Remark on possible generalizations. Chapter IX of the book of Bessaga and Pelczynski contains generalizations of the above two theorems to manifolds modeled on normed spaces $E$, which are homeomorphic to $E^\omega$ or $E^{\omega}_0:=\{(x_n)_{n\in\omega}\in E^\omega:\exists n\in\omega\;\forall k\ge n\;(x_k=0)\}$.
Chapter 7 of Chigogidze's book contains generalizations of the Factor and Classification Theorems to manifolds modeled on uncountable products of lines.
Chapter 5 of Sakai's book contains generalizations of the Factor and Classification Theorems to manifolds modeled on the direct limits $\mathbb R^\infty$ and $Q^\infty$ of Euclidean spaces and Hilbert cubes, respectively.
So, typical generalizations of Factor and Classification Theorems look as follows:
Theorem. Let $E$ be a reasonable model space (usually it is an infinite-dimensional locally convex space with some additional properties).
$\bullet$ For any neighborhood retract $X$ of $E$ the product $X\times E$ is an $E$-manifold.
$\bullet$ Two $E$-manifolds are homeomorphic if and only if they are homotopically equivalent.
Depending on the meaning of your model space $\mathbb R^\infty$ the meaning of a reasonable space also changes. If $\mathbb R^\infty$ is the direct limit of Euclidean spaces, then a reasonable space means an absolute neighborhood extensors which is a direct limits of finite dimensional compacta. If $\mathbb R^\infty$ is the union of the Euclidean spaces in the countable product of lines, then a reasonable space is a locally contractible space which is the countable union of finite-dimensional compact subsets.

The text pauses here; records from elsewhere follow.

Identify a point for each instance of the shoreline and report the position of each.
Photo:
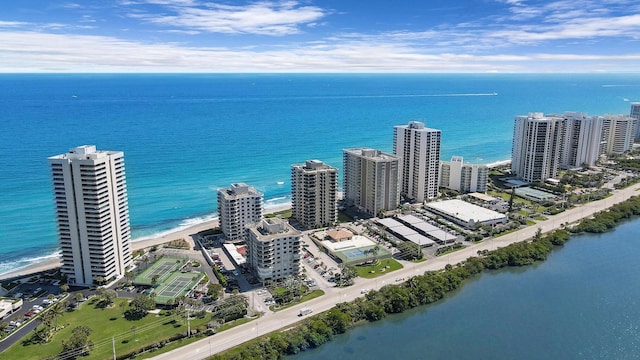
(146, 242)
(272, 322)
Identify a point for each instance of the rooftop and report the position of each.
(465, 211)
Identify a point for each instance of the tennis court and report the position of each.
(178, 284)
(358, 255)
(163, 267)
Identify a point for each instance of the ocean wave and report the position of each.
(15, 265)
(274, 203)
(183, 225)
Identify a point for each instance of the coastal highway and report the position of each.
(270, 322)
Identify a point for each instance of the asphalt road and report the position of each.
(283, 319)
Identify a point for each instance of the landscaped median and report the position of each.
(419, 290)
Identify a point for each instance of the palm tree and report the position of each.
(64, 288)
(56, 311)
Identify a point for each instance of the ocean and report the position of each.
(186, 135)
(582, 303)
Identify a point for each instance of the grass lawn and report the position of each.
(105, 324)
(182, 342)
(306, 297)
(379, 268)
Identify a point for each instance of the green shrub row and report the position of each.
(417, 291)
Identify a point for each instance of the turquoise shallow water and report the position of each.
(184, 136)
(582, 303)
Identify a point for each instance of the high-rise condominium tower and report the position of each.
(618, 133)
(238, 206)
(273, 249)
(93, 215)
(313, 194)
(371, 180)
(457, 175)
(581, 142)
(418, 148)
(537, 145)
(635, 113)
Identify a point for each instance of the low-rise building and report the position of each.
(8, 306)
(273, 249)
(466, 214)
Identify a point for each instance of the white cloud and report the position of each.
(75, 53)
(264, 18)
(11, 24)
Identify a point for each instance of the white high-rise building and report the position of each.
(371, 180)
(581, 140)
(273, 249)
(635, 113)
(537, 145)
(618, 133)
(314, 187)
(457, 175)
(418, 148)
(238, 206)
(93, 215)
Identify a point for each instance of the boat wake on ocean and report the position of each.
(10, 266)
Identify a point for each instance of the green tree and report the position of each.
(78, 297)
(64, 288)
(57, 310)
(139, 307)
(214, 290)
(78, 343)
(338, 321)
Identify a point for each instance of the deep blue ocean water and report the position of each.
(582, 303)
(184, 136)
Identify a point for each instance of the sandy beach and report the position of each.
(272, 321)
(184, 233)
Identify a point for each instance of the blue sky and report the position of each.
(478, 36)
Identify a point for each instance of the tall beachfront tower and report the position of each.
(418, 148)
(635, 113)
(314, 194)
(93, 215)
(537, 145)
(371, 180)
(581, 143)
(618, 133)
(456, 175)
(238, 206)
(273, 249)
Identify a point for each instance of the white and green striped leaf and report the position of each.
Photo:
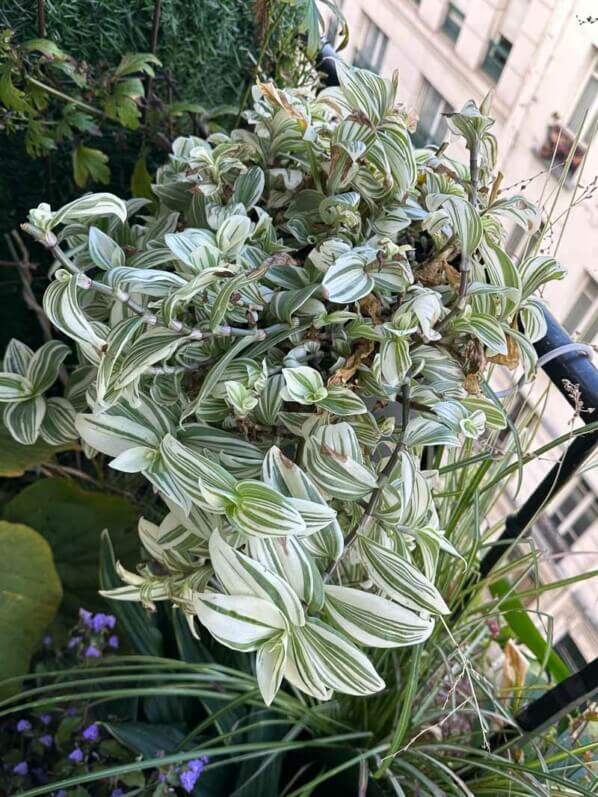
(374, 621)
(241, 575)
(399, 579)
(14, 387)
(89, 207)
(24, 419)
(260, 511)
(240, 622)
(103, 250)
(58, 426)
(325, 659)
(62, 306)
(44, 366)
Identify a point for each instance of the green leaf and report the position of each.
(71, 520)
(132, 63)
(141, 182)
(526, 632)
(89, 164)
(30, 593)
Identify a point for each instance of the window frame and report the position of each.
(563, 523)
(489, 59)
(451, 29)
(589, 318)
(439, 121)
(592, 112)
(374, 59)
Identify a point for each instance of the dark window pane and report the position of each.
(570, 653)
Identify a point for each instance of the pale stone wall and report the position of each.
(550, 60)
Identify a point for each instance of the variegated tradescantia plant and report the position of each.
(311, 306)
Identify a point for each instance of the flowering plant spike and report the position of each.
(312, 303)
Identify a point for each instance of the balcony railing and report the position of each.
(564, 363)
(558, 146)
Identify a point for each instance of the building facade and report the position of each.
(540, 60)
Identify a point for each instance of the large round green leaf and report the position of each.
(30, 593)
(71, 520)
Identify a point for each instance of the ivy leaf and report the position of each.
(89, 164)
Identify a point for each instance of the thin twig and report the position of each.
(41, 18)
(24, 267)
(87, 283)
(370, 509)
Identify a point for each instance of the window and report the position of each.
(432, 127)
(586, 107)
(496, 58)
(373, 47)
(333, 24)
(582, 318)
(521, 244)
(570, 653)
(453, 22)
(575, 513)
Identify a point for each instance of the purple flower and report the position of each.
(40, 775)
(22, 768)
(188, 780)
(101, 621)
(196, 765)
(91, 733)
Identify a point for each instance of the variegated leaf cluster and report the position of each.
(249, 348)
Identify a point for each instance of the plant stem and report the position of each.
(405, 715)
(65, 97)
(150, 318)
(474, 172)
(368, 515)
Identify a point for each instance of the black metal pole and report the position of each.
(326, 63)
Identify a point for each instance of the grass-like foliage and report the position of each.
(293, 349)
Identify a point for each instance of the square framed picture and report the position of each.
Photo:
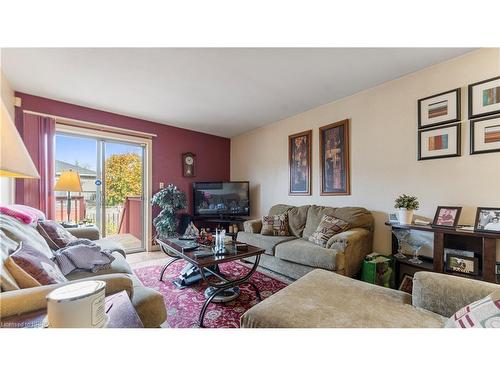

I believe the answer is YES, where reasonable = finite simplicial complex, based on the work of Chapman on Hilbert Cube manifolds. Namely, I believe that it is a 1973 definition of Chapman that a Hilbert cube manifold of "type $Q$" if it is homeomorphic to $Q \backslash A,$ where $Q$ is the Hilbert cube $[0, 1]^\infty,$ and $A$ is a closed subset of $W = \{x\in Q \left| x_1 = 1\right.\}$ Now, it seems to be a theorem (of Chapman, 1972) that a manifold is of type $Q$ iff it is of the form $|Y| \times Q,$ where $Y$ is a locally finite simplicial complex, and further, two such type $Q$ manifolds are homeomorphic if and only if they are properly homotopic (clearly a homotopy induced by the homotopy of $|Y|$ is proper).
Chapman, T.A., Contractible Hilbert cube manifolds, Proc. Am. Math. Soc. 35, 254-258 (1972). ZBL0259.58004.
Chapman, T.A., On the structure of Hilbert cube manifolds, Compos. Math. 24, 329-353 (1972). ZBL0246.57005.
This (Brown--Cohen, A proof that simple-homotopy equivalent polyhedra are stably homeomorphic) gives a partial answer (maybe subsumed by the answer by Igor Rivin).